Lübnan'da Hizbullah mensuplarının çağrı cihazlarını "aynı anda" patlatması sonrası çok sayıda kişinin ölmesi ve yaralandığı olay, İsrail tarafından resmi olarak henüz üstlenilmedi. İsrail medyası saldırıyı, Netanyahu hükümetinin Hizbullah’a karşı strateji değişikliği olarak değerlendirirken daha önce benzer saldırıların ABD ile birlikte İran’a karşı gerçekleştirildiği belirtildi.
Lübnan’da Hizbullah’ın iletişim kurmak için kullandığı çağrı cihazlarının patlaması sonucu en az 9 kişinin öldüğü, 3 bine yakın kişinin de yaralandığı bildirildi.
Hizbullah’a yönelik gerçekleştirilen saldırı İsrail medyasında “Yeni ve farklı bir saldırı beklentisinin gerçekleşmesi” olarak yorumlandı. Arap SKY Haber’in konuyla ilgili haberini kaynak gösteren Haaretz gazetesi, Mossad’ın, telsizlerin pillerine patlayıcı yerleştirdiği ve bunların ısısını artırarak patlamaya neden olduğunu yazdı. Haberde, “Arap medyası, Mossad'ın Lübnan'da patlayan radyoları Hizbullah görevlilerine ulaşmadan önce ele geçirdiğini bildiriyor. Arapça Sky News, Mossad'ın telsiz pillerinin arasına PETN patlayıcı yerleştirdiğini, patlamanın pillerin sıcaklığının artmasından kaynaklandığını bildirdi. Lübnan'daki bir güvenlik kaynağının El Cezire'ye aktardığı bilgiye göre, patlayıcının ağırlığı 20 gramı geçmedi” denildi.
“Karmaşık bir operasyonun sonucu”
Haaretz'e konuşan araştırmacı ve konuya yakın kaynaklar, yaygın saldırının, telsizlerin pillerinin aşırı ısıtılması, kötü amaçlı yazılım kullanılması veya cihazlara patlayıcı yerleştirilmesi yoluyla gerçekleştirilebileceğini açıkladı. Cihazların Hizbullah’a ulaştırılmasının karmaşık ve hassas bir istihbarat faaliyeti gerektirdiği ifade edilen haberde, patlamaları kimin gerçekleştirdiğine bakılmaksızın örgütün iletişim sistemine derinlemesine nüfuz etmeyi gerektiren karmaşık bir operasyonun sonucu olduğu aktarıldı.
FÜSUN SARP NEBİL YAZDI | Lübnan'da Hizbullah'ın çağrı cihazları nasıl patlatıldı?

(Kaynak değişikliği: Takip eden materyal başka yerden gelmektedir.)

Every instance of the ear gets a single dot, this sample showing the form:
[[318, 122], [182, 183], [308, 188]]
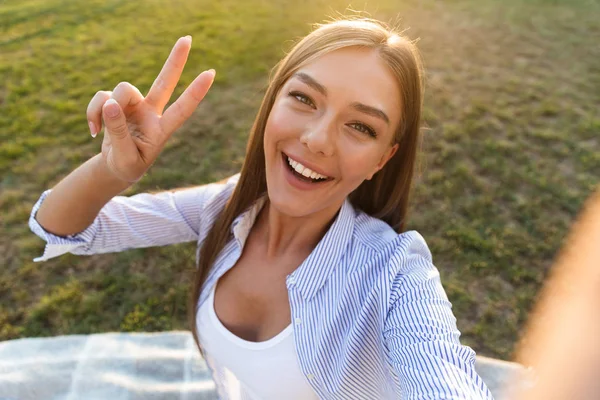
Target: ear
[[384, 159]]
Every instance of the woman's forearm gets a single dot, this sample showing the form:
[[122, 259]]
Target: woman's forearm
[[75, 201]]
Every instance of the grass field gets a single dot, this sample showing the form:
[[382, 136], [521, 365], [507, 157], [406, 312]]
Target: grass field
[[511, 148]]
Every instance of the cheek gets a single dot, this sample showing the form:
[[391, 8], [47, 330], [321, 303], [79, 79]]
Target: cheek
[[356, 161], [280, 124]]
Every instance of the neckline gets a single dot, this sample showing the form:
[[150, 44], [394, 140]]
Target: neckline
[[238, 340]]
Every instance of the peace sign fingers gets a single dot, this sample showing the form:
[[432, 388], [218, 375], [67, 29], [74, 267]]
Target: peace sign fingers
[[165, 82], [184, 106]]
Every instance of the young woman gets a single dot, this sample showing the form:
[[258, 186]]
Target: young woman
[[306, 285]]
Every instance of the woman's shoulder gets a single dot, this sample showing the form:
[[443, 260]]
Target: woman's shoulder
[[378, 236], [398, 254]]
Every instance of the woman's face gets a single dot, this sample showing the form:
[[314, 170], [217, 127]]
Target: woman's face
[[337, 117]]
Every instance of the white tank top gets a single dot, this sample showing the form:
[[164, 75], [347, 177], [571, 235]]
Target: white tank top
[[267, 370]]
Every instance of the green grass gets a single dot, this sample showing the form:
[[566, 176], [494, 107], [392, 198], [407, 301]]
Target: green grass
[[511, 148]]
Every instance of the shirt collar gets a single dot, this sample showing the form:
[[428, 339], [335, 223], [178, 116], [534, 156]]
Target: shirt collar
[[312, 274]]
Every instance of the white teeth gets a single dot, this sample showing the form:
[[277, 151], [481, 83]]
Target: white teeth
[[301, 169]]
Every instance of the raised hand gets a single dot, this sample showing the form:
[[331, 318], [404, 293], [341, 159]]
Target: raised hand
[[136, 129]]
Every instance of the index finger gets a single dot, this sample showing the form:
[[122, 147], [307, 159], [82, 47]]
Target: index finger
[[167, 79]]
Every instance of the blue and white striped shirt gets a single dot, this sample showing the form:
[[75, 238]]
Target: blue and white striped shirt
[[370, 317]]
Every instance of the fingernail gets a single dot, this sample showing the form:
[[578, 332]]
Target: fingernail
[[111, 108], [92, 128]]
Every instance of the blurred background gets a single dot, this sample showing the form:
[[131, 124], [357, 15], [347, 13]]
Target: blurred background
[[511, 143]]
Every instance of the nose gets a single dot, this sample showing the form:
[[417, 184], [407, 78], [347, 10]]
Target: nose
[[320, 138]]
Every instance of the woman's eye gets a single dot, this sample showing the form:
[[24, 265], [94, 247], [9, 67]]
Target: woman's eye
[[364, 129], [301, 97]]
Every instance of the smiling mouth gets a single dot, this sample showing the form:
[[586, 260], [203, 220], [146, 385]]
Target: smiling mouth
[[298, 175]]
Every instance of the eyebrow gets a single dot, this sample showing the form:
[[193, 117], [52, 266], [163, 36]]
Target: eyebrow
[[369, 110]]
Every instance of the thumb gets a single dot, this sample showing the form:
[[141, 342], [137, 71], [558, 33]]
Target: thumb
[[116, 128]]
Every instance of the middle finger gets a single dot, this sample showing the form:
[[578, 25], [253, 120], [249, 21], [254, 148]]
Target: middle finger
[[167, 79]]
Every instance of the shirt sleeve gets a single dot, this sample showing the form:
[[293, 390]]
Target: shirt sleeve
[[141, 220], [420, 331]]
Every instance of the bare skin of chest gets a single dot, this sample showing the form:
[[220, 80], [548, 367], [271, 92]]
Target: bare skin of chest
[[251, 298]]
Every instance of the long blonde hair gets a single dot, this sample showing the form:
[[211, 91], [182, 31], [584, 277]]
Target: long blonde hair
[[386, 195]]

14 saat önceki açıklama eylem işaretiymiş
Haaretz’de olaya ilişkin analizde, patlamaların İsrail’in, Hizbullah’a karşı strateji değişikliğine işaret ettiği belirtildi. Çağrı cihazlarını, Beyrut'tan Şam'a aynı anda yüzlerce Hizbullah savaşçısı ve mensubunun eline geçecek şekilde düzenlemenin, bir gecede yapılabilecek bir şey olmadığı ifade edilen analizde, Hizbullah’ın tehdidi nedeniyle ülkenin kuzey bölgesinden göç eden İsraillilerin evlerine dönmesine yönelik başbakanlık tarafından patlamadan 14 saat önce yapılan açıklamaya dikkat çekildi. Analizde şu ifadelere yer verildi:
“Başbakanlık Ofisi salı günü saat 02.36'da bir açıklama yaparak, güvenlik kabinesinin mevcut savaşın hedeflerini "Kuzey sakinlerinin güvenli bir şekilde evlerine dönmesini" de kapsayacak şekilde güncellediğini duyurdu. Kısa açıklama şu şekilde sonuçlandı: "İsrail bu hedefi hayata geçirmek için harekete geçmeye devam edecek.
“Tesadüf mü?”
On dört saat sonra, Lübnan'ın dört bir yanında ve hatta Şam'da Hizbullah üyelerinin ceplerinde ve çantalarında yüzlerce kablosuz çağrı cihazı patladı, 2 bin 800'den fazla kişi yaralandı ve terör örgütüne önemli bir fiziksel ve manevi darbe vuruldu. Tesadüf mü? Muhtemelen hayır. Salı akşamı itibariyle İsrail, aksiyon filmlerine konu olan saldırıyı üstlenmedi ancak Lübnan, Hizbullah ve diğerleri parmaklarını doğrudan İsrail'e doğrultuyor.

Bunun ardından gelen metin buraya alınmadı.